Peng Hongling, Wang Qiao, Qi Xiaorong, Wang Xi, Zhao Xia
Department of Gynecology and Obstetrics, West China Second Hospital, Sichuan University, Chengdu, Sichuan, China.
West China School of Medicine, Sichuan University, Chengdu, Sichuan, China.
Arch Gynecol Obstet. 2018 Sep;298(3):597-605. doi: 10.1007/s00404-018-4841-2. Epub 2018 Jul 4.
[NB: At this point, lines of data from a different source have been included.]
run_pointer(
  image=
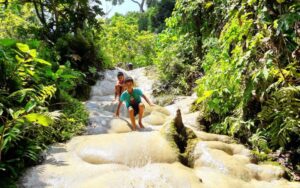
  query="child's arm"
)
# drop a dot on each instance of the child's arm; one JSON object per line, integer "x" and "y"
{"x": 118, "y": 109}
{"x": 117, "y": 91}
{"x": 147, "y": 100}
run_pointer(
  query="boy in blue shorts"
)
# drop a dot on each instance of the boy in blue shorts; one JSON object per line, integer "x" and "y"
{"x": 132, "y": 98}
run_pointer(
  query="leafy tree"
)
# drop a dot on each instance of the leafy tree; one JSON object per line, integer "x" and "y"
{"x": 140, "y": 3}
{"x": 124, "y": 43}
{"x": 61, "y": 17}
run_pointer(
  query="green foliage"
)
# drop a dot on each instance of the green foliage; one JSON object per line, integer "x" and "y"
{"x": 28, "y": 120}
{"x": 17, "y": 21}
{"x": 250, "y": 88}
{"x": 123, "y": 43}
{"x": 281, "y": 114}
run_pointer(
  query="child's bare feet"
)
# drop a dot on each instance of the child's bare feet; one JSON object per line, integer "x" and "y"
{"x": 141, "y": 124}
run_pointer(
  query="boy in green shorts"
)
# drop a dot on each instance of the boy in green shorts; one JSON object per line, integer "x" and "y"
{"x": 132, "y": 98}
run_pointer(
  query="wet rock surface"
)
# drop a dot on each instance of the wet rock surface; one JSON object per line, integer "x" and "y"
{"x": 111, "y": 155}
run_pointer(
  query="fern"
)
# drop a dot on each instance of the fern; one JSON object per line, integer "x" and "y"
{"x": 45, "y": 92}
{"x": 281, "y": 114}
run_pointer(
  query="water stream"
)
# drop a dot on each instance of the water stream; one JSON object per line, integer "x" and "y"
{"x": 111, "y": 155}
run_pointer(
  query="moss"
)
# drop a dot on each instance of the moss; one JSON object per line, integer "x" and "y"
{"x": 181, "y": 138}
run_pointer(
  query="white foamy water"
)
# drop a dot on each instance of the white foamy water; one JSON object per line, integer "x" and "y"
{"x": 111, "y": 155}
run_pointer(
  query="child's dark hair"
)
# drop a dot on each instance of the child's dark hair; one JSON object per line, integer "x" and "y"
{"x": 120, "y": 74}
{"x": 129, "y": 79}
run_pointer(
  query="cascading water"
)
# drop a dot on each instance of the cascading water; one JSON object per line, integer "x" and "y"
{"x": 111, "y": 155}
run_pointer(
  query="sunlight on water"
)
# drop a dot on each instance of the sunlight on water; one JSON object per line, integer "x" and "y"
{"x": 114, "y": 156}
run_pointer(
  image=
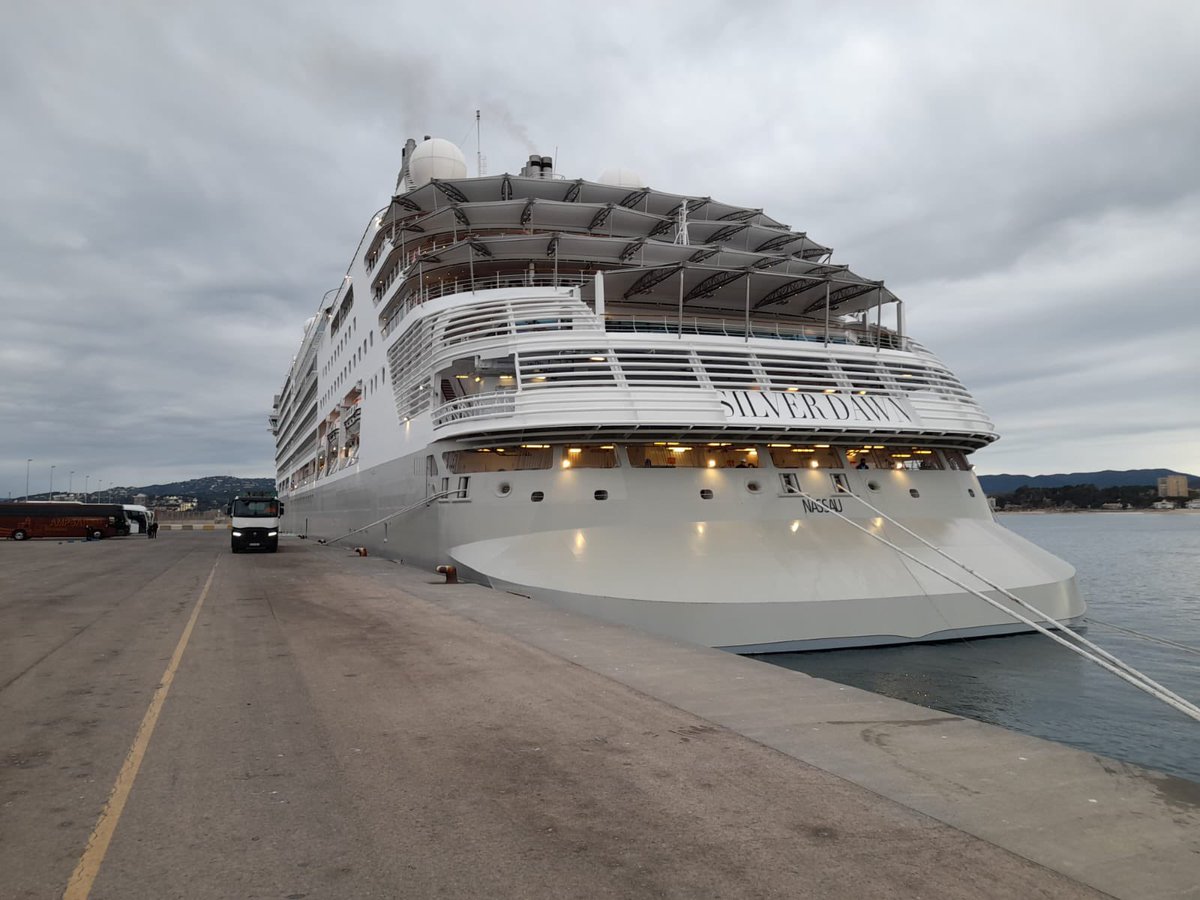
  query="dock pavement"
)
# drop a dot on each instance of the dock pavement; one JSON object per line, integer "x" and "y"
{"x": 178, "y": 721}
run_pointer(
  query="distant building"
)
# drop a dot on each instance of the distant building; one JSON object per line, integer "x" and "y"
{"x": 1173, "y": 486}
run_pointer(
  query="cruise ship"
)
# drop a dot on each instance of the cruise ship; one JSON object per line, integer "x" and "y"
{"x": 658, "y": 409}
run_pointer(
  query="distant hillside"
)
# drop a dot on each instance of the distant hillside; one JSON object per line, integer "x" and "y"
{"x": 996, "y": 485}
{"x": 211, "y": 492}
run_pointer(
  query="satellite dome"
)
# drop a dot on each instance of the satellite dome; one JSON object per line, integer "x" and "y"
{"x": 436, "y": 157}
{"x": 621, "y": 178}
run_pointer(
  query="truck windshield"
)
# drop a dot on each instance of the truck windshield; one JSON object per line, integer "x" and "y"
{"x": 256, "y": 509}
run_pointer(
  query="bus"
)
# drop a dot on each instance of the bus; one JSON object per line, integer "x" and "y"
{"x": 24, "y": 521}
{"x": 255, "y": 521}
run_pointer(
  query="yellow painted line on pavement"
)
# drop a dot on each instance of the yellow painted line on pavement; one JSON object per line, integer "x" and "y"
{"x": 84, "y": 875}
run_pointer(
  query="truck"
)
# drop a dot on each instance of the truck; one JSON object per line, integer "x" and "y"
{"x": 141, "y": 517}
{"x": 24, "y": 521}
{"x": 255, "y": 521}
Orlistat possesses anti-tumor capacity by inducing apoptosis in ovarian cancer cells. However, the mechanism is not clearly understood. Emerging evidence indicates the overlaps between autophagy and apoptosis. In this study, we have investigated the role of autophagy in orlistat-induced apoptosis in ovarian cancer (OC) cells.
The effect of orlistat on apoptosis was evaluated in SKOV3 and A2780 cell lines by MTT and TUNEL assay. The formations of autophagosomes were observed by acridine orange and GFP-LC3 fluorescence. In addition, conversions of LC3-I to LC3-II were analyzed by western blot, as well as other autophagy-related proteins. 3-Methyladenine (3-MA) was used as an autophagy inhibitor in combined treatment with orlistat. Western blot was further conducted to investigate the molecular mechanisms of orlistat-affected apoptosis and autophagy on protein level.
The proliferation activities of OC cells were inhibited by orlistat in a dose-dependent manner. The expressions of cleaved-caspase 3 and 9 in orlistat-treated cells were increasing, which suggested that orlistat-induced apoptosis was caspase-dependent. At the same time, the average number of GFP-LC3 dots per cell was increased after 48 h of orlistat treatment. The expression levels of LC3-II were significantly up-regulated, as well as other autophagy-related proteins such as Vsp34, Atg7 and UVRAG. These results suggested orlistat-induced autophagy flux, which was further found involved in inhibiting the Akt/mTOR/p70S6K signaling pathway. However, combined treatment of orlistat and 3-MA significantly suppressed the cell viability, which indicated a pro-survival role of autophagy in OC cells.
We suggested that orlistat had anti-cancer effect in OC cells. In addition, autophagy played a pro-survival role, suppressing which the orlistat-induced anti-cancer effect would be more significant.
奥利司他通过诱导卵巢癌细胞凋亡而具有抗肿瘤能力。然而,其机制尚不清楚。新出现的证据表明自噬与凋亡之间存在重叠。在本研究中,我们调查了自噬在奥利司他诱导的卵巢癌(OC)细胞凋亡中的作用。
通过MTT和TUNEL法评估奥利司他对SKOV3和A2780细胞系凋亡的影响。通过吖啶橙和GFP-LC3荧光观察自噬体的形成。此外,通过蛋白质印迹分析LC3-I向LC3-II的转化以及其他自噬相关蛋白。3-甲基腺嘌呤(3-MA)用作自噬抑制剂与奥利司他联合处理。进一步进行蛋白质印迹以研究奥利司他影响凋亡和自噬在蛋白质水平上的分子机制。
奥利司他以剂量依赖性方式抑制OC细胞的增殖活性。奥利司他处理的细胞中裂解的半胱天冬酶3和9的表达增加,这表明奥利司他诱导的凋亡是半胱天冬酶依赖性的。同时,奥利司他处理48小时后,每个细胞中GFP-LC3点的平均数增加。LC3-II的表达水平以及其他自噬相关蛋白如Vsp34、Atg7和UVRAG显著上调。这些结果表明奥利司他诱导自噬流,进一步发现其参与抑制Akt/mTOR/p70S6K信号通路。然而,奥利司他与3-MA联合处理显著抑制细胞活力,这表明自噬在OC细胞中具有促生存作用。
我们认为奥利司他在OC细胞中具有抗癌作用。此外,自噬发挥促生存作用,抑制自噬会使奥利司他诱导的抗癌作用更显著。